Why Problematic Characters Make Better Protagonists

It is inevitable to watch a movie, TV show, play, or even read a book without being able to recognize the protagonist of the story. The protagonist is the main character who is typically seen as the good guy/gal, the hero of the story. While these all can be true for the most part, protagonists certainly do come with their flaws that should be celebrated rather than criticized.

Let's begin by taking a look at some of the most recent examples of problematic protagonists. In the new Netflix series "Insatiable," a high schooler named Patty seeks revenge on everyone who used to bully after losing weight from a rather unusual incident. While the series follows her, a seemingly nice girl becomes a monster with ill intentions when she becomes skinny. While we're on the topic of new Netflix material, the same can be said about the title character in the platform's original movie "Sierra Burgess Is A Loser." Sierra Burgess, who is considered a loser at her high school, offers one of the most popular girls in school, Veronica, tutoring in exchange for her photos to catfish her crush. It's Dan, Sierra's best friend and supporting character, who points out the wrong in what Sierra is doing.

Troublesome, cringeworthy protagonists are not a modern-day emergence. Think of Holden from J.D. Salinger's classic novel, "The Catcher in the Rye." Between his constant complaining, lack of interest in anything, and overuse of the word "phonies," he's no ones favorite character in literature. However, these traits make Holden a wonderful character to experience as a reader. The undesirable qualities in Holden, as in most other coming-of-age protagonists, are what makes him realistic and therefore, relatable. The thing that is so important about these types of stories is that it isn't about saving the day, but rather growing and learning about oneself- a heroic act in itself.

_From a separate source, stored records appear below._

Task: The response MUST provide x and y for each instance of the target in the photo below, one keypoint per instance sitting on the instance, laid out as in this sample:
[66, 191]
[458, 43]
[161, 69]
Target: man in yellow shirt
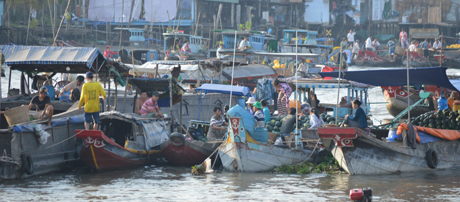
[90, 96]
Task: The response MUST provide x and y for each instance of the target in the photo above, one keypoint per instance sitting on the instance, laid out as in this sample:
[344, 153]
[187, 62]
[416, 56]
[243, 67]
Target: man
[44, 108]
[403, 38]
[355, 49]
[219, 56]
[424, 45]
[391, 50]
[287, 124]
[244, 45]
[90, 96]
[150, 107]
[375, 44]
[369, 43]
[437, 45]
[108, 53]
[351, 38]
[140, 101]
[75, 88]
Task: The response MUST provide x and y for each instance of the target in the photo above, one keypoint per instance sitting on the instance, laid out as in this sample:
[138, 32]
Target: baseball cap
[44, 90]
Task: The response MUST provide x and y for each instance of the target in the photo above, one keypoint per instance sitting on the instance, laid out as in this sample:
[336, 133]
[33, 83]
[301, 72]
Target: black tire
[431, 158]
[27, 164]
[177, 139]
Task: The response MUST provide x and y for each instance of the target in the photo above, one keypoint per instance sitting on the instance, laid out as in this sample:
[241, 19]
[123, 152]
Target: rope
[56, 143]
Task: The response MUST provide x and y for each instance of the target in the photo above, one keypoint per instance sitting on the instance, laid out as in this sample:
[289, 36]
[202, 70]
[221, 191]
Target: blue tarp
[435, 76]
[225, 89]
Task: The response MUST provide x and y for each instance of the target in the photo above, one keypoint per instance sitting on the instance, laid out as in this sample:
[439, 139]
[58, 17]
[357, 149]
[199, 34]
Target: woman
[359, 118]
[284, 92]
[315, 121]
[216, 129]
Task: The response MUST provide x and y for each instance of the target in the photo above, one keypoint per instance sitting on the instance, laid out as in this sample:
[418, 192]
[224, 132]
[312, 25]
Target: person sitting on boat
[315, 121]
[43, 103]
[140, 101]
[437, 44]
[216, 126]
[287, 124]
[359, 119]
[355, 49]
[375, 44]
[259, 115]
[412, 47]
[186, 47]
[244, 45]
[369, 44]
[266, 111]
[391, 49]
[250, 103]
[75, 88]
[150, 107]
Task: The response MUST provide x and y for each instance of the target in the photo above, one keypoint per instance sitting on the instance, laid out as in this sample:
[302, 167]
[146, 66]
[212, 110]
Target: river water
[163, 183]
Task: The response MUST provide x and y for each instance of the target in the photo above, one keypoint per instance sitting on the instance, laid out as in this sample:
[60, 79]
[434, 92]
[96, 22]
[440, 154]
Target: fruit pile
[445, 119]
[304, 122]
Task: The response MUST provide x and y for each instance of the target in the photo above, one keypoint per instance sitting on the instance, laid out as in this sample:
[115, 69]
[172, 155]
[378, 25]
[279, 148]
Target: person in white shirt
[244, 45]
[351, 38]
[369, 44]
[375, 44]
[219, 56]
[412, 47]
[437, 44]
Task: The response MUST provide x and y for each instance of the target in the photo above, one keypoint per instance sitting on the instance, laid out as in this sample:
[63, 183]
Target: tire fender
[431, 158]
[27, 164]
[177, 139]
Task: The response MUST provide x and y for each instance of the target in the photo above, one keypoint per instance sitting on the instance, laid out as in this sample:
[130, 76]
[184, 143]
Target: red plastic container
[356, 194]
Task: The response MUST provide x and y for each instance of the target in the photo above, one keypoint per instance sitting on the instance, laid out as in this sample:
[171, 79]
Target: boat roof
[53, 59]
[225, 89]
[435, 76]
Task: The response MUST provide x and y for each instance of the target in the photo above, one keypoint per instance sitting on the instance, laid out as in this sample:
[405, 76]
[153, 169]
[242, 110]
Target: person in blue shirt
[359, 118]
[266, 111]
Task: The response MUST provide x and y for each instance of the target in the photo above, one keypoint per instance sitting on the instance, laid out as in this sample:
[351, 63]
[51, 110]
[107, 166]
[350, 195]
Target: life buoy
[27, 164]
[177, 139]
[431, 158]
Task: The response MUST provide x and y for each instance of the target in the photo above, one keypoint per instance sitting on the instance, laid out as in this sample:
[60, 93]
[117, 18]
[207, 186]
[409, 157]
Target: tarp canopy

It is rather refreshing to see imperfect and even unlikable main characters. Do-no-wrong characters written to be sugar and spice and everything nice are boring, leaving nothing worthwhile for the audience. Let us applaud the introduction of more and more three-dimensional characters to keep us audience members on our toes. Perhaps the definition of the term "protagonist" is changing, and that's not necessarily a bad thing.